City officials made Connor take it down because the banner was a code violation. Assistant Planning Director Gina Clayton said in order for the garage to erect more signage, the developer would have to apply for an amendment to its original "comprehensive signage program."
Connor said his firm is working to better promote the garage to beach hotels and restaurants in hopes more will purchase parking passes for employees. Rice said the city sold 88 spaces for the $40-a-month employee parking pass offer.
City Council member Doreen Caudell said despite the poor first-year performance, it wasn’t a mistake to build the Pelican garage.

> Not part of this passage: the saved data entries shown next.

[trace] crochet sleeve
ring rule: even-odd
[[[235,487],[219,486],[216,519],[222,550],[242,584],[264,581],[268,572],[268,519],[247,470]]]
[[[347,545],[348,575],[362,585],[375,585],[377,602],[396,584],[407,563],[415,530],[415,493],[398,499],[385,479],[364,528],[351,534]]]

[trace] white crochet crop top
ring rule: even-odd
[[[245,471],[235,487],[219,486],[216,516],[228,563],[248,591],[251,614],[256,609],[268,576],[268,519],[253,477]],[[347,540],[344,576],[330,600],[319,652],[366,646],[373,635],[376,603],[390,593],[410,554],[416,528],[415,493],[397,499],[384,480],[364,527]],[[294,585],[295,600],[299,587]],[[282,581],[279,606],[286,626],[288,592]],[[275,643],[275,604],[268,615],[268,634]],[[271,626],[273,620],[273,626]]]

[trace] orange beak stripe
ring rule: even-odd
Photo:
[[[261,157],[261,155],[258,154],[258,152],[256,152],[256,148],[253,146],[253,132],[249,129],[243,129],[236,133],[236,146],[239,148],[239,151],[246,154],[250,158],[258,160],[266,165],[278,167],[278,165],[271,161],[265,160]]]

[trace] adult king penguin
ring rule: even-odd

But she does hope it is the last parking structure to go up on Clearwater Beach.
She said the beach has more of a congestion problem than a parking problem, which must be addressed by keeping cars off the beach — not creating more spaces to put them.
Caudell said there’s a need for alternative modes of transit, like an elevated railway system to bring people from downtown, over the Intracoastal and to the beach without their cars. Several versions have been pitched to city officials, like a gondola cable car like those in ski resorts and a magnetic levitation system, which does not exist anywhere in the world.
"Whoever comes up with the first one that can prove ridership and construct it and work together with (the state) should be the product," she said.